A Weddige has received consultancy fees from Bayer Pharma AG.
H Hummel has received honoraria from Bayer Pharma AG for a lecture.
C Norenberg is a salaried employee of Bayer Pharma AG.
JP Bugge is a salaried employee of Bayer Pharma AG.
Abstract: P293
Type: Poster
Abstract Category: Clinical aspects of MS - Paediatric MS
Background: BETAPAEDIC is the first prospective, international, multicentre, observational study to assess the safety and tolerability of interferon beta-1b (IFNB-1b) in paediatric patients with relapsing-remitting MS (RRMS).
Objective: To present 2-year results from BETAPAEDIC.
Methods: Treatment-naïve patients (12-16 years) diagnosed with RRMS according to McDonald (2005) or Poser criteria and scheduled by the investigator to be treated with IFNB-1b were enrolled.
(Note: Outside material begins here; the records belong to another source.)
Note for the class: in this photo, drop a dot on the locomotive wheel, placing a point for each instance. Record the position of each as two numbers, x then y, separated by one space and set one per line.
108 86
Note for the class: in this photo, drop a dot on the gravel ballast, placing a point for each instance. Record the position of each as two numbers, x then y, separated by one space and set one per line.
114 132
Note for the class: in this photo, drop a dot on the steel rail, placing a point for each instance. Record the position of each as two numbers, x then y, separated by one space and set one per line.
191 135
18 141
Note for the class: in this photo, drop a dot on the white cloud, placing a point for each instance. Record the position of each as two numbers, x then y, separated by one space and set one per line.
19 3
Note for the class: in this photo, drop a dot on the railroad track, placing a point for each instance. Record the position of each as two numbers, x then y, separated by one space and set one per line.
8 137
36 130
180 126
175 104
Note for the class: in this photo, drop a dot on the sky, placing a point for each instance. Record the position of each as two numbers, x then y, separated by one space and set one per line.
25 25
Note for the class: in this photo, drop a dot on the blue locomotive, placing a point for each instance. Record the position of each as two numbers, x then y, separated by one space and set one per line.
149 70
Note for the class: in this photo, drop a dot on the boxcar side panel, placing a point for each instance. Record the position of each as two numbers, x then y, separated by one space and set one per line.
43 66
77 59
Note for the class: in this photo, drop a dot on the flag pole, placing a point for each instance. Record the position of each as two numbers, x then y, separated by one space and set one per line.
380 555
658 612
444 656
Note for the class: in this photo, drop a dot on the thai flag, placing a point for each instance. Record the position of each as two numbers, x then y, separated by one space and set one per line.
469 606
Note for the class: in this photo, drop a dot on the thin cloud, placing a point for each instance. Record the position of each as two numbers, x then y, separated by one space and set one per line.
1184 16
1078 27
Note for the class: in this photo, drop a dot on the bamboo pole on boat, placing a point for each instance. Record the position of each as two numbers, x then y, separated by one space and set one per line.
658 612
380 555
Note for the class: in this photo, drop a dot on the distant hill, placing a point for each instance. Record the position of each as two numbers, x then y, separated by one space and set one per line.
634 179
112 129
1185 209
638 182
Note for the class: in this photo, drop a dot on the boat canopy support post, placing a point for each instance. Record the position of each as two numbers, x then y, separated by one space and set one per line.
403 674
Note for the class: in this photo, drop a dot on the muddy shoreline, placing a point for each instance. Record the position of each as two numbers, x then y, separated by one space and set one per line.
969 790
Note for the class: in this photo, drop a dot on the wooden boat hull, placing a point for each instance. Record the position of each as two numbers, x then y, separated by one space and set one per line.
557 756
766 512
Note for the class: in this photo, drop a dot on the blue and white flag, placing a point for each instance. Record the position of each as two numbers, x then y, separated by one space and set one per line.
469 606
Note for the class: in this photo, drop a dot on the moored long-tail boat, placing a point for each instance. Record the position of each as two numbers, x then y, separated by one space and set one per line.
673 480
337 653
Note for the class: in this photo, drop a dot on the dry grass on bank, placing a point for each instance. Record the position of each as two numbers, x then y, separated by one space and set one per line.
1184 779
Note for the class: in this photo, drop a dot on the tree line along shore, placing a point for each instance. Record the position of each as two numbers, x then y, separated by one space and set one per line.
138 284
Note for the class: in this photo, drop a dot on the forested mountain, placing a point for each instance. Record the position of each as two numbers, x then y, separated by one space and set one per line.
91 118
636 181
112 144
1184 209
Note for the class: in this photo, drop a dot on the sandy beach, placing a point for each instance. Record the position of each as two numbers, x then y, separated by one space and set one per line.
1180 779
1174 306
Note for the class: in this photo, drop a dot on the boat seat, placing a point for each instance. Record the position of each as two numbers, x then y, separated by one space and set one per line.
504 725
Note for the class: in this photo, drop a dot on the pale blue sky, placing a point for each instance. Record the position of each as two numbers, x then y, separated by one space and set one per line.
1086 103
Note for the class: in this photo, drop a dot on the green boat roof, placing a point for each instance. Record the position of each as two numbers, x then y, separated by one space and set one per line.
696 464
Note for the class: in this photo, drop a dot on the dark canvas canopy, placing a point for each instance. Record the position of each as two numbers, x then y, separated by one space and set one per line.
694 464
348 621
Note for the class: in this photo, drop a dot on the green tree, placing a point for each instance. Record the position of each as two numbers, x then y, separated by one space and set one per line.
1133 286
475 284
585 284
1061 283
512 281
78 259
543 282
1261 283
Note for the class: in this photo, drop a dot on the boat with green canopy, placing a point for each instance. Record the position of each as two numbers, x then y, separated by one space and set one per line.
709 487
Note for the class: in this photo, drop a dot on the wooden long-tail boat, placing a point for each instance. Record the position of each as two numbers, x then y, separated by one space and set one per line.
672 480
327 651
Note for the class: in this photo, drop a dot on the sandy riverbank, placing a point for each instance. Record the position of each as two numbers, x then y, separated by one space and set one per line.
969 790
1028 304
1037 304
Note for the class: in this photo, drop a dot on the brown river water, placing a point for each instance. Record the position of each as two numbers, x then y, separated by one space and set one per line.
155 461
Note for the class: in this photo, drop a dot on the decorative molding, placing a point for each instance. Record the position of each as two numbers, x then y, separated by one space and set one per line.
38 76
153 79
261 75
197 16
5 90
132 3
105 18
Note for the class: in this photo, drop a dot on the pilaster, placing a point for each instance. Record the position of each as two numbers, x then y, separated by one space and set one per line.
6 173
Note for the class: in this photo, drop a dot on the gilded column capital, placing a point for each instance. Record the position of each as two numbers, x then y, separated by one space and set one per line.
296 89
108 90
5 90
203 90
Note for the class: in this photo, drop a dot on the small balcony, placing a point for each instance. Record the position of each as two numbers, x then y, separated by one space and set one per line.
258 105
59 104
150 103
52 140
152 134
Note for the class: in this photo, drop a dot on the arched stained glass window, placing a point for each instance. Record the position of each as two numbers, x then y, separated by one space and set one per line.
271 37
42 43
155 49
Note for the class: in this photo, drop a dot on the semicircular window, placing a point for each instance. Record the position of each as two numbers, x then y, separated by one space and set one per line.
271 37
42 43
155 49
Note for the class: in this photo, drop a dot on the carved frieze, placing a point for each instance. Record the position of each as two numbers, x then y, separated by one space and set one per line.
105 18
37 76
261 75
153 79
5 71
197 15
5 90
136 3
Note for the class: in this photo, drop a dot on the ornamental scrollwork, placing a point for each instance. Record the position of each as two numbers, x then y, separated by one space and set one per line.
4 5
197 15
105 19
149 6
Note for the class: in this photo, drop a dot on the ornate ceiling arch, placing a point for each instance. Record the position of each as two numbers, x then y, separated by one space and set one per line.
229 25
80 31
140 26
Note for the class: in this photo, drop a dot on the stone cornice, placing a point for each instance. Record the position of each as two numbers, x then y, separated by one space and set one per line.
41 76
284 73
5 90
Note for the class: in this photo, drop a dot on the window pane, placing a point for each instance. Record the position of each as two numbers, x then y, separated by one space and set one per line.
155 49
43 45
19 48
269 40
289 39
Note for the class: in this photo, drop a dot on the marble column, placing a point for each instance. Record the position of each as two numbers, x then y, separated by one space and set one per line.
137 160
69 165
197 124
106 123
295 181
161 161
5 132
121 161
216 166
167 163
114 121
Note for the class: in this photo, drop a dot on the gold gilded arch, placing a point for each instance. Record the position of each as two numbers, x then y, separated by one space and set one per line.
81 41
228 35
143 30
Follow-up visits were planned for every 6 months for 2 years. Clinical efficacy was evaluated by annualized relapse rate (ARR), Expanded Disability Status Scale (EDSS) progression (>=1.0-step increase relative to baseline), and MRI. Neuropsychological function was measured by WISC-IV, SPM+, Beery VMI, and d2 at baseline and Year 2. Fatigue was assessed by the Fatigue Severity Scale (FSS), with scores >4 indicating fatigue. Enrollment is complete and outcomes after 2 years in patients with available data are reported.
Results: 68 patients were enrolled (mean age: 14.2 years; female:male 3.5:1). Mean time since disease onset was 0.98 years with a mean time since diagnosis of 0.52 years. 67.6% of patients were diagnosed by both McDonald and Poser criteria and 32.4% by McDonald only. In the 2 years prior to entry, 98.5% reported >=1 clinical event and EDSS progression (mean ARR: 1.1). Mean ARR in the 2-year observation period was 0.65 (n=59). Based on available data, 50.8% (30/59) had no relapses and 74.1% (40/54) of patients had no EDSS progression while 43.1% (25/58) were relapse- and progression-free from baseline to last follow-up visit. MRI scans indicated the presence of new T2 or Gd+ lesions (relative to baseline) in 77.2% (44/57) or 52.6% (30/57) of patients, respectively. 15.5% of patients with MRI assessment had NEDA-3 (no relapses, disease progression, or MRI activity [new T2 and Gd+ lesions]). Cognitive performance was within normal ranges at baseline and at the last follow-up visit. Mean total FSS score was 2.9, mean FSS VAS was 3.9 (n=29), indicating no fatigue; however, in 26 patients the mean total FSS score was >4 at some point during the study. Preliminary analyses revealed no unexpected safety signals. The most frequent adverse events were flu-like symptoms, headache, injection site reactions, and elevations of liver transaminases.
Conclusions: 2-year results from BETAPAEDIC suggest that IFNB-1b is an effective treatment with a favourable safety profile for paediatric patients.
Disclosure:
W Brück has received honoraria for lectures from Bayer Vital, Teva Pharma, Sanofi-Aventis, Genzyme, Novartis, Biogen and Merck-Serono and is member of Advisory Boards for Teva, Genzyme, Novartis and Biogen. W Brück has received research grants from Teva Pharma, Novartis and Biogen.
A Weddige has received consultancy fees from Bayer Pharma AG.
H Hummel has received honoraria from Bayer Pharma AG for a lecture.
C Norenberg is a salaried employee of Bayer Pharma AG.
JP Bugge is a salaried employee of Bayer Pharma AG.